In what could become one of the biggest biotech deals ever, Roche announced this morning that it was offering to pay $43.7 billion for the remaining Genentech (NYSE: DNA ) shares it doesn't already own.
Roche and Genentech have had a long and complicated relationship since the 1980s, after Genentech outlicensed one of its first approved drugs to Roche. In 1990, Roche upped the ante, acquiring a nearly 60% stake in Genentech (technically a merger). In exchange, Roche paid Genentech nearly $500 million up front, and got the option to buy the remaining outstanding Genentech shares later at a predetermined price.
Roche exercised this option in 1999, buying the remainder of Genentech for a split-adjusted $10 and change per share. Barely more than one month later, Roche brought Genentech back onto the public markets in its current form, after selling another chunk of its Genentech stake at barely more than a split-adjusted $12 a share. In 2000, it again put another large portion of its Genentech stake onto the public markets, but kept a 58% ownership interest in the company.

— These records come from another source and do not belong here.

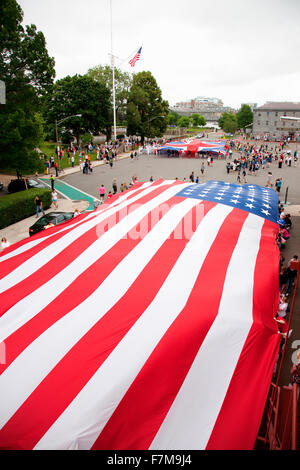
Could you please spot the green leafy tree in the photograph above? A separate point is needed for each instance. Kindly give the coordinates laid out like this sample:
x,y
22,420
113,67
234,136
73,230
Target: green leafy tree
x,y
123,80
71,96
147,112
173,118
244,116
198,120
184,121
228,122
28,73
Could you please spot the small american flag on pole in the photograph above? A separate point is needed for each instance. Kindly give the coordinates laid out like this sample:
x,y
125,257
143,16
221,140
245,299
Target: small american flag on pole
x,y
135,58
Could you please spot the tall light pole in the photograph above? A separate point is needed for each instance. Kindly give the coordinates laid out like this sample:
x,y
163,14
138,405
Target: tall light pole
x,y
113,73
59,122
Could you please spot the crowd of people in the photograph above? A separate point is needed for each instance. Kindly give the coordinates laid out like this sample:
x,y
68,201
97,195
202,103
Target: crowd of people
x,y
287,279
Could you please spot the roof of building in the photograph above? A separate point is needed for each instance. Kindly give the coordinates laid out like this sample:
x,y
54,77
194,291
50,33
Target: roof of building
x,y
280,106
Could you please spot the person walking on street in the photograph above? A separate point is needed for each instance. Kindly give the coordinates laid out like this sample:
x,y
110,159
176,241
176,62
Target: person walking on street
x,y
54,198
39,206
52,182
102,192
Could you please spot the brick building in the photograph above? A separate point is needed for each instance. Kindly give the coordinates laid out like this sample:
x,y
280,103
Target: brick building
x,y
277,119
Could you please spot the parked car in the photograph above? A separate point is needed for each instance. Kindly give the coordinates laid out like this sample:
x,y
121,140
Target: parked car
x,y
19,185
49,220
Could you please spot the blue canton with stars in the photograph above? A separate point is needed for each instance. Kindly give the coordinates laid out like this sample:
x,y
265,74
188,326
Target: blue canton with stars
x,y
255,199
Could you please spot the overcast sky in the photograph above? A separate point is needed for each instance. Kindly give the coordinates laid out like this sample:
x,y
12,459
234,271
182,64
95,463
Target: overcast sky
x,y
236,50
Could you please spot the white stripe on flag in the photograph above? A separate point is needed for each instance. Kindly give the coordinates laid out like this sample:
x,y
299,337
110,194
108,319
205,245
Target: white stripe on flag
x,y
87,415
29,306
34,363
45,255
191,418
35,242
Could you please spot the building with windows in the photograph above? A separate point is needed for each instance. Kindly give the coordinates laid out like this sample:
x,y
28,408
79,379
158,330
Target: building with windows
x,y
210,108
277,119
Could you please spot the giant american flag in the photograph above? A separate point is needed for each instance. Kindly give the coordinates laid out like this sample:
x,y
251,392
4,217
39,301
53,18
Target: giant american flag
x,y
145,324
135,58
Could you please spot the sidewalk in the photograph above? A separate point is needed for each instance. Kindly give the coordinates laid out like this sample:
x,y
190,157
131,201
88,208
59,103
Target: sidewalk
x,y
19,231
71,200
76,169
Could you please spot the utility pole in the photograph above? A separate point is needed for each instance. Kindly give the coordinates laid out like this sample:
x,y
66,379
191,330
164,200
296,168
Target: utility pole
x,y
113,73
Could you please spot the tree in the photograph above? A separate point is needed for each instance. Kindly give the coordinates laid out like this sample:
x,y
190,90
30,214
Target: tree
x,y
228,122
198,120
244,116
147,112
184,121
103,75
71,96
173,118
28,73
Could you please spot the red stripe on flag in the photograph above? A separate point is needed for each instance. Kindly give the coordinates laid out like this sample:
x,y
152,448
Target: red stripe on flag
x,y
144,407
32,420
59,262
12,263
74,294
238,422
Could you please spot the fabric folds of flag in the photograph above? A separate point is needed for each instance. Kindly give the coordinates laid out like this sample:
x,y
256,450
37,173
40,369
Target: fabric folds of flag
x,y
146,324
136,57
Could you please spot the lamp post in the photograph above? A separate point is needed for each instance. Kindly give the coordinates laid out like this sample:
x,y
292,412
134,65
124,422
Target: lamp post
x,y
59,122
152,119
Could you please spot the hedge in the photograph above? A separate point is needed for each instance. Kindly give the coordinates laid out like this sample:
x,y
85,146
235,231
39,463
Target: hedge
x,y
17,206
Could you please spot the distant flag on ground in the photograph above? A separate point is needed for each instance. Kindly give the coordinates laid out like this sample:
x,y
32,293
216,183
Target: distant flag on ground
x,y
148,322
135,58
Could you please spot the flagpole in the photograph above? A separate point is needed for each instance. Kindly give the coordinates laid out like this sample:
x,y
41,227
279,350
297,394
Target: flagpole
x,y
113,73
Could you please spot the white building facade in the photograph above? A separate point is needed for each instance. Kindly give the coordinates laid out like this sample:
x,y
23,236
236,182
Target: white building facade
x,y
276,120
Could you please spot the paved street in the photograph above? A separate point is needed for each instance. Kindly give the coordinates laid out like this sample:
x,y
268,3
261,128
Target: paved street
x,y
169,168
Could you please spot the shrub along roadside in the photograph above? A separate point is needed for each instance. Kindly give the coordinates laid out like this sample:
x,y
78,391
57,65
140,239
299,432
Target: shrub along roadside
x,y
17,206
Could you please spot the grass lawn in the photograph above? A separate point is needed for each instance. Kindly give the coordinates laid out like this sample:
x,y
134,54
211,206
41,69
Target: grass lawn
x,y
48,149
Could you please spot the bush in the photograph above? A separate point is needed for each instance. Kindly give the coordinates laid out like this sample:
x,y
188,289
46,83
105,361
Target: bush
x,y
17,206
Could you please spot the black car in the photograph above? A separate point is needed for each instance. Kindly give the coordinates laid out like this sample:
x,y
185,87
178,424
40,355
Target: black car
x,y
19,185
50,219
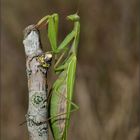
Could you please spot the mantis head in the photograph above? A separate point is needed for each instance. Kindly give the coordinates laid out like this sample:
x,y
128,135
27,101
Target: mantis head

If Roche's offer today goes through (subject to Genentech shareholder approval), Roche would pay $89 per share to acquire the remaining 44% of Genentech shares not under its current control -- its second total buyout of the company in less than 10 years. This offer represents an 8.8% premium to Genentech shares' Friday price.
Last week, Genentech released fairly positive second-quarter financial results. Both of Genentech's top two cancer drugs, Rituxan and Avastin, are growing sales like gangbusters, even against rivals compounds from drugmakers like GlaxoSmithKline (NYSE: GSK ) , Bristol-Myers Squibb (NYSE: BMY ) , and ImClone Systems (Nasdaq: IMCL ) .
Its relationship with Genentech has always given Roche first dibs on marketing any newly approved Genentech drug outside the U.S. This sweetheart deal for Roche gave it the marketing rights to blockbuster compounds like Avastin and Herceptin. But it was set to expire in 2015, allowing Genentech to offer newly approved compounds to other partners. Keeping those potentially lucrative future compounds in its pocket may largely explain why Roche wants to bring Genetech fully back into the fold.